Defoor J, Schepers D, Reybrouck T, Fagard R, Vanhees L
Cardiovascular Rehabilitation Unit, Department of Rehabilitation Sciences, Faculty of Kinesiology and Rehabilitation Sciences, K. U. Leuven, University of Leuven, Tervuursevest 101, 3000 Leuven, Belgium.
Int J Sports Med. 2006 Sep;27(9):730-7. doi: 10.1055/s-2005-872910.
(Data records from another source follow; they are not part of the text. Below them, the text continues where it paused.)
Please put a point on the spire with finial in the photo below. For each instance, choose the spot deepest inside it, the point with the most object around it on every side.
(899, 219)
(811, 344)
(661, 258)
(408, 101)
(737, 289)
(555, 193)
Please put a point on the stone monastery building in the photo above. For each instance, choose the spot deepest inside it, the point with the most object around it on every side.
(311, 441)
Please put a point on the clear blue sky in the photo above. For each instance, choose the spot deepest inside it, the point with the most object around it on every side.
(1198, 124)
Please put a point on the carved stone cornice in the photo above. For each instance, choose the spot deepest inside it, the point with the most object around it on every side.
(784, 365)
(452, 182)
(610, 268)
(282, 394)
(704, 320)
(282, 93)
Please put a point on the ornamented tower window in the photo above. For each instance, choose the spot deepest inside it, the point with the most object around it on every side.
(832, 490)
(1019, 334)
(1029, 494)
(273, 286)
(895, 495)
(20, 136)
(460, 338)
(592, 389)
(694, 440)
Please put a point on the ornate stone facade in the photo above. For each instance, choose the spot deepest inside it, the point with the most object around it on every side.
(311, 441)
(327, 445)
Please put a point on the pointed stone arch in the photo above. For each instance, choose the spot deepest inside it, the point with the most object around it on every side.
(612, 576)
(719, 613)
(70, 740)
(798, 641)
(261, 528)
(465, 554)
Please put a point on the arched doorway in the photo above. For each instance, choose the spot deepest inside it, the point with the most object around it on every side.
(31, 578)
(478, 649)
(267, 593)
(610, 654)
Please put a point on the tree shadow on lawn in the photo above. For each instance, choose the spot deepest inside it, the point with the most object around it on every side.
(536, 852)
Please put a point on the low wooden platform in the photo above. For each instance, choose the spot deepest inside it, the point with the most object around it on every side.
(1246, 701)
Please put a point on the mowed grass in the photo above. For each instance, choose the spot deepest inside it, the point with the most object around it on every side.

The Oxygen Uptake Efficiency Slope (OUES), a new parameter derived from respiratory gas analysis, has been suggested as a submaximal index of cardiopulmonary functional reserve. We evaluated the clinical application and the effect of physical training on the OUES in patients with coronary artery disease (CAD). Maximal cycle-ergometer testing with respiratory gas analysis (breath-by-breath) was performed in 590 patients with CAD and again after three months of physical training in 425 patients. OUES was determined from the linear relation of oxygen uptake (V.O (2)) vs. the logarithm of pulmonary ventilation (V (E)) during exercise, i.e. V.O (2) = a log (10) V (E) + b, where a is the OUES. The ventilatory anaerobic threshold (VAT) and the slope of the relation of V (E) nu carbon dioxide production (V.CO (2)) (V (E)-V.CO (2) slope) were also determined. Correlation coefficients of the relation from which OUES was derived in individuals averaged 0.975 +/- 0.024 (mean +/- SD) when calculated from data up to a respiratory gas exchange ratio of 1.0. Submaximal OUES was marginally lower (5.4 +/- 7.9 %, p < 0.05) than the OUES calculated from 100 % of respiratory exercise data. Of all submaximal parameters, submaximal OUES (r = 0.837, p < 0.001) and VAT (r = 0.860, p < 0.001) correlated best with peak V.O (2), followed by V (E)-V.CO (2) slope (r = - 0.469, p < 0.001). OUES was lower in patients who underwent coronary artery bypass grafting as compared with patients after coronary angioplasty (p < 0.05). Peak V.O (2) and OUES increased significantly (p < 0.001) after training with 24 +/- 19.2 % and 20.9 +/- 19.3 %, respectively. Changes in peak V.O (2) correlated better with changes in OUES and in VAT (r = 0.61 and r = 0.55, p < 0.001, respectively) than with changes in V (E)-V.CO (2) slope (r = - 0.171, p < 0.001). The submaximal OUES is clinically useful for the quantification of exercise performance and is sensitive to physical training in patients with CAD.
摄氧效率斜率(OUES)是一种从呼吸气体分析中得出的新参数,已被提议作为心肺功能储备的次最大指标。我们评估了冠状动脉疾病(CAD)患者中OUES的临床应用以及体育锻炼对其的影响。对590例CAD患者进行了最大运动强度的蹬车试验并进行呼吸气体分析(逐次呼吸分析),425例患者在体育锻炼三个月后再次进行了该试验。OUES是根据运动期间摄氧量(V.O₂)与肺通气量对数(V.E)的线性关系确定的,即V.O₂ = a log₁₀V.E + b,其中a为OUES。还确定了通气无氧阈(VAT)以及V.E与二氧化碳产生量(V.CO₂)关系的斜率(V.E - V.CO₂斜率)。当根据呼吸气体交换率达到1.0之前的数据计算时,个体中得出OUES的关系的相关系数平均为0.975±0.024(均值±标准差)。次最大OUES比根据100%呼吸运动数据计算出的OUES略低(5.4±7.9%,p < 0.05)。在所有次最大参数中,次最大OUES(r = 0.837,p < 0.)和VAT(r = 0.860,p < 0.001)与峰值V.O₂的相关性最佳,其次是V.E - V.CO₂斜率(r = - 0.469,p < 0.001)。与接受冠状动脉成形术的患者相比,接受冠状动脉搭桥术的患者OUES较低(p < 0.05)。训练后,峰值V.O₂和OUES分别显著增加(p < 0.001),增加幅度分别为24±19.2%和20.9±19.3%。峰值V.O₂的变化与OUES和VAT的变化相关性更好(r分别为0.61和0.55,p均< 0.001),而与V.E - V.CO₂斜率的变化相关性较差(r = - 0.171,p < 0.001)。次最大OUES在临床上对于量化运动表现是有用的,并且对CAD患者的体育锻炼敏感。